Ni oír hablar de eso. El personal no quiere guerras, pero no las quiere porque la guerra es lo más sucio de la política sucia y nos ensucia la casa de varios detritus. Porque la guerra es el negocio más feo de los negociantes más embadurnados de suciedad, más untados por el dinero, aunque dicen que el dinero nunca huele ni tiene color ni sabor, como si fuera agua pura de la montaña limpia, como si fueran el alimento que llueve sobre la tierra como en un bombardeo de regadera, como en un chubasco de bombas de racimo o de dispersión, munición para nutrir la vida entera. Lo dicen y lo sabemos. Sabemos que moriremos si no llueve pronto. Sabemos que mierda de la montaña mal no huele. Cuando alguien nos manda a la mierda debe ser eso mismo, significa que quieren convertirnos en muerte, en podredumbre, en excremento, en el estiércol que alimentan la verdura y todos los colores del verde. La guerra galopa sobre un caballo rojo, al lado del caballo blanco de la victoria, del caballo negro de la hambruna, del caballo ceniciento de la muerte. Vladimir Vladímirovich Putin cabalga el oso peludo de la rus de los rusos, bielorrusos y ucranianos de lengua rusa. Vive en Moscú, en la tercera Roma, hija de Constantinopla, donde se inventaron eso de las discusiones bizantinas. Lo ha dicho la iglesia nacional ortodoxa, Putin, Vladímir hijo de Vladímir, es un milagro de Dios. Os alabamos, Señor.

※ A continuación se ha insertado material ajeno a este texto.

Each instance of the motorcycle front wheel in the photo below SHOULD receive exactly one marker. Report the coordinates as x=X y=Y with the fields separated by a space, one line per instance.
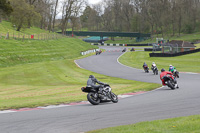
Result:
x=170 y=85
x=93 y=98
x=114 y=97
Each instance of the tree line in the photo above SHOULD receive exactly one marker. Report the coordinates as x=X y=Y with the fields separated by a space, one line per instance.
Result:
x=166 y=17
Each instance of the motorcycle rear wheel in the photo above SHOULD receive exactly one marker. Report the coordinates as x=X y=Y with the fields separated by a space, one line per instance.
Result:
x=92 y=99
x=114 y=97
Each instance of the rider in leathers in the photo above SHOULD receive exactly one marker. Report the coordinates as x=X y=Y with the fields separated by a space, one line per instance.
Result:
x=92 y=82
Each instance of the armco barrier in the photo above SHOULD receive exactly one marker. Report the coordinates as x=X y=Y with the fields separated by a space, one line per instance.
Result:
x=89 y=51
x=106 y=44
x=151 y=49
x=173 y=55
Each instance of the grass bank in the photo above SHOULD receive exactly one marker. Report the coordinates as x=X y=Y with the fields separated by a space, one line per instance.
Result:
x=185 y=37
x=185 y=63
x=188 y=124
x=40 y=73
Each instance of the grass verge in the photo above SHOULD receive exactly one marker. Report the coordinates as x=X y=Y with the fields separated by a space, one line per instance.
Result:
x=40 y=73
x=188 y=124
x=185 y=63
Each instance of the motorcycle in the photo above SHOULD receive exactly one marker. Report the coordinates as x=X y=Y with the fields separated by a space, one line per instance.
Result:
x=95 y=98
x=169 y=81
x=155 y=70
x=124 y=50
x=176 y=73
x=98 y=52
x=146 y=69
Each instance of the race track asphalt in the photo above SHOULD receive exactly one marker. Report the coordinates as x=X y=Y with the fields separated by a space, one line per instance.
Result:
x=158 y=104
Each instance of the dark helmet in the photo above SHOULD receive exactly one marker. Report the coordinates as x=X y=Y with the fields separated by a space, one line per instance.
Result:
x=91 y=76
x=162 y=70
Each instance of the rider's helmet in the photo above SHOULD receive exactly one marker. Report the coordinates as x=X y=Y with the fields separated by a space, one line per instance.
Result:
x=91 y=76
x=162 y=70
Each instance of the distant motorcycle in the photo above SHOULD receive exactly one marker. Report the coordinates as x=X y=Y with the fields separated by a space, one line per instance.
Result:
x=95 y=98
x=132 y=49
x=124 y=50
x=155 y=70
x=176 y=73
x=169 y=81
x=98 y=52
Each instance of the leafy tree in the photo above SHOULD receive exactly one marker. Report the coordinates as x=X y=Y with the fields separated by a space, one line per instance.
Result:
x=21 y=14
x=5 y=8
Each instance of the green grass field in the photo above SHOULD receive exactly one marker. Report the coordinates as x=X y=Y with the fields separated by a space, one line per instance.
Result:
x=188 y=124
x=42 y=72
x=185 y=63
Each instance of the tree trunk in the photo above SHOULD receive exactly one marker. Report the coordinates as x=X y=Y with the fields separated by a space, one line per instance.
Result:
x=54 y=16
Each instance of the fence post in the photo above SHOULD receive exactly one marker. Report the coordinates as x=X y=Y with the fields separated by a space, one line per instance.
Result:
x=7 y=35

La guerra convierte al hombre en más hombre y a la mujer en mucha más mujer. Cuando Nora, por ejemplo, decide no ser nunca más la muñeca de la casa de muñecas, es exactamente cuando le declara la guerra al marido y se va para siempre. Que te zurzan, cariño. Nora descubre su identidad en la guerra de afirmación, en el divorcio que lleva contra el cretino que la manda, que la tiraniza. La guerra de liberación es también guerra, pero esta nos gusta más, ya nos parece una guerra más justa, la de los débiles contra los poderosos, la guerra del bien contra el mal. La de los nuestros contra los demás. Nosotros, el pueblo, vamos guiados por una mujer, la libertad, que enseña una mama y ondea la bandera de los tres colores, los colores de la república, que también es una mujer nodriza y generosa, y que nos llevará hasta las tres gemelas, la libertad, la igualdad y la fraternidad mientras alrededor van cayendo las bombas. Nos lo pintó Delacroix. Dicen los historiadores que, antes de la guerra, Inglaterra y Francia eran dos identidades, dos realidades confusas y borrosas, dos países que aún no habían terminado de cuajar. Después de la guerra, la de los Cien Años, la guerra había trabado para siempre esas dos identidades tan fuertes de Europa. Fue otra guerra de identidad, la que ganó la doncella, la chica virgen que derrota, como un ángel, a los poderosos enemigos de Francia en Orleans. “Del amor o del odio que Dios tiene por los ingleses nada sé, pero lo que sé muy bien es que todos serán expulsados de Francia, excepto los que allí morirán”. Así habla Juana de Arco, la moza, antes de que la quemen en la hoguera con dieciocho años.

La guerra de Ucrania puede hermanar a la Europa dividida y fortalecerla, para bien o para mal. Probablemente, serán ambas cosas: será para bien y para mal. Incluso Suiza ha dejado su tradicional neutralidad para decir que no a Rusia, lo mismo que los absentistas del norte, Finlandia y Noruega. Europa quizá nacerá de esta guerra de Putin, el enviado de Dios. La guerra es prodigiosa porque, a veces, puede convertirse en una aceleración de la historia, puede conseguir la unidad de la Unión Europea como la Segunda Guerra Mundial unió, en una misma familia, a Alemania con Francia, acompañados de los británicos y de Estados Unidos. Cataluña misma dicen, dicen, que nació de una guerra perdida, cuando el caudillo Almanzor destruyó Barcelona el lejano día del 6 de julio de 985.